Belastung mit Umwelthormon Bisphenol A höher als bislang angenommen
US-Wissenschaftler haben ein neues Messverfahren entwickelt, mit dem sich die gesundheitsgefährliche Belastung der menschlichen Körper auch für andere Chemikalien wie Phenole und Phtalate genauer erfassen lassen soll
Bisphenol A ist in vielen Produkten enthalten und gilt als endokriner Disruptor, also als hormonähnliche Substanz, die möglicherweise zu vielen ernsthaften gesundheitlichen Folgen wie Entwicklungsstörungen, Fettleibigkeit, Diabetes oder Fruchtbarkeitsstörungen führen kann. 9 Millionen Tonnen werden pro Jahr hergestellt, Menschen sind dem Umwelthormon praktisch täglich ausgesetzt. Wie meist handeln Staaten nicht präventiv
Reguliert wird Bisphenol A (BPA) sehr unterschiedlich. In der EU sind seit 2011 Produktion und Verkauf von Babyflaschen mit BPA verboten, in der EU ist BPA reproduktionstoxische Kategorie 1B eingestuft und gilt als besonders besorgniserregend. Die Verwendung in Thermopapier ist ab 2020 verboten (Gefahrenquelle Kassenbon). Eine Neubewertung der Risiken durch die ESFA soll bis 2020 erfolgen. In den USA gilt BPA in der gegenwärtigen Höhe in Lebensmitteln und Lebensmittelverpackungen als sicher.

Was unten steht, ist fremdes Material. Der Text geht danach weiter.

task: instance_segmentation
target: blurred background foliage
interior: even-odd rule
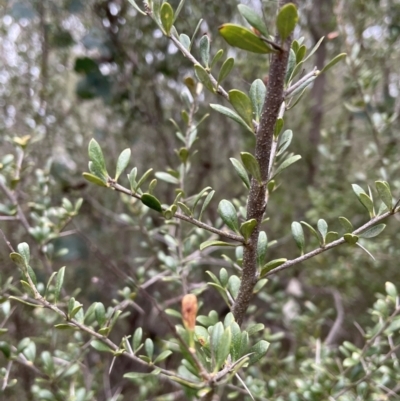
[[[263,10],[267,21],[277,7],[276,1],[188,0],[176,26],[178,32],[190,36],[203,18],[198,38],[207,33],[212,52],[223,48],[236,57],[234,73],[224,87],[248,91],[256,78],[268,85],[266,58],[228,49],[218,36],[222,23],[243,23],[238,3]],[[264,229],[270,241],[277,241],[270,248],[271,259],[298,255],[290,234],[293,220],[315,225],[324,218],[334,231],[340,231],[338,216],[346,216],[355,227],[367,221],[352,183],[367,189],[383,179],[396,196],[400,194],[400,3],[298,3],[300,26],[295,37],[304,36],[307,46],[312,47],[325,36],[307,67],[321,68],[340,52],[347,52],[348,60],[319,77],[304,100],[285,117],[285,127],[294,132],[292,149],[303,159],[282,175],[270,198],[270,220]],[[171,0],[171,4],[175,8],[178,1]],[[30,224],[34,226],[35,217],[29,213],[40,215],[60,205],[64,197],[72,202],[84,199],[78,217],[62,227],[66,234],[46,241],[46,246],[54,248],[51,260],[47,248],[38,246],[34,251],[35,271],[46,277],[67,265],[69,294],[79,293],[85,305],[94,301],[108,305],[111,299],[121,298],[120,291],[129,287],[129,277],[140,281],[166,270],[168,244],[157,234],[162,225],[158,216],[82,179],[81,173],[87,170],[87,144],[93,137],[101,143],[110,164],[122,149],[131,148],[132,160],[141,173],[150,167],[155,171],[176,167],[179,160],[174,149],[179,143],[168,120],[181,121],[183,79],[194,76],[192,65],[177,54],[149,18],[137,15],[124,0],[3,0],[0,32],[0,173],[7,178],[5,155],[18,156],[15,137],[29,135],[18,188]],[[210,113],[210,117],[199,128],[187,192],[198,192],[207,185],[216,190],[206,217],[215,222],[220,199],[245,201],[229,158],[251,151],[254,138],[209,108],[209,102],[215,102],[211,94],[204,93],[200,100],[199,114]],[[160,184],[158,196],[168,203],[175,193],[170,185]],[[30,242],[20,222],[7,221],[12,203],[3,193],[0,203],[0,224],[7,237],[14,244]],[[356,326],[371,325],[368,309],[375,294],[383,292],[386,281],[400,281],[399,217],[387,223],[375,241],[363,242],[376,261],[359,248],[342,246],[271,277],[254,299],[249,319],[280,333],[265,365],[253,372],[253,377],[258,377],[254,380],[259,380],[254,386],[262,389],[259,399],[268,399],[264,393],[278,377],[294,387],[291,378],[299,375],[301,364],[312,357],[316,342],[328,335],[332,335],[329,341],[333,345],[344,340],[361,344]],[[310,238],[308,250],[316,246]],[[4,241],[0,249],[2,282],[8,277],[19,279]],[[205,271],[218,272],[221,266],[222,259],[211,257],[194,264],[188,273],[191,288],[202,288],[207,280]],[[158,281],[147,291],[163,307],[179,309],[182,289],[175,284]],[[226,314],[225,304],[213,289],[204,290],[201,300],[203,314],[210,309]],[[21,305],[12,308],[6,322],[9,331],[4,336],[16,342],[35,338],[38,348],[46,343],[57,347],[63,340],[67,343],[69,334],[56,335],[50,330],[54,321],[48,314],[34,316],[29,307]],[[146,336],[157,343],[168,331],[140,293],[127,310],[130,315],[114,330],[116,338],[141,325]],[[338,318],[339,328],[332,333]],[[87,350],[81,362],[82,380],[93,392],[87,399],[117,399],[112,396],[121,393],[125,399],[133,399],[135,394],[136,400],[149,400],[167,390],[174,394],[169,384],[164,387],[158,379],[149,378],[145,385],[121,379],[124,372],[137,369],[123,359],[108,376],[111,358],[102,356]],[[6,364],[0,355],[0,366]],[[41,399],[32,387],[34,371],[18,365],[12,376],[18,378],[19,385],[7,389],[7,400]],[[271,378],[268,386],[265,377]],[[176,393],[176,398],[170,399],[179,396]]]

Patricia Hunt und ihr Team von der Washington State University bezweifeln die von der Lebensmittel- und Medikamentenbehörde FDA ausgestellte Unbedenklichkeit. Sie haben für eine in Lancet veröffentliche Studie Metaboliten von BPA direkt im Urin von 29 schwangeren Frauen sowie 5 Männern und 5 nicht schwangeren Frauen gemessen und dabei Werte gefunden, die 44 Mal höher sind als die von der FDA zugrunde gelegten, die auf indirekten Messungen beruhen. Für diese Messungen wird ein Enzym von Schnecken benutzt, das Metabolite wieder in BPA transformiert. Die Wissenschaftler stellten fest, dass je größer die Belastung mit BPA ist, desto mehr weichen direkte und indirekte Messung auseinander.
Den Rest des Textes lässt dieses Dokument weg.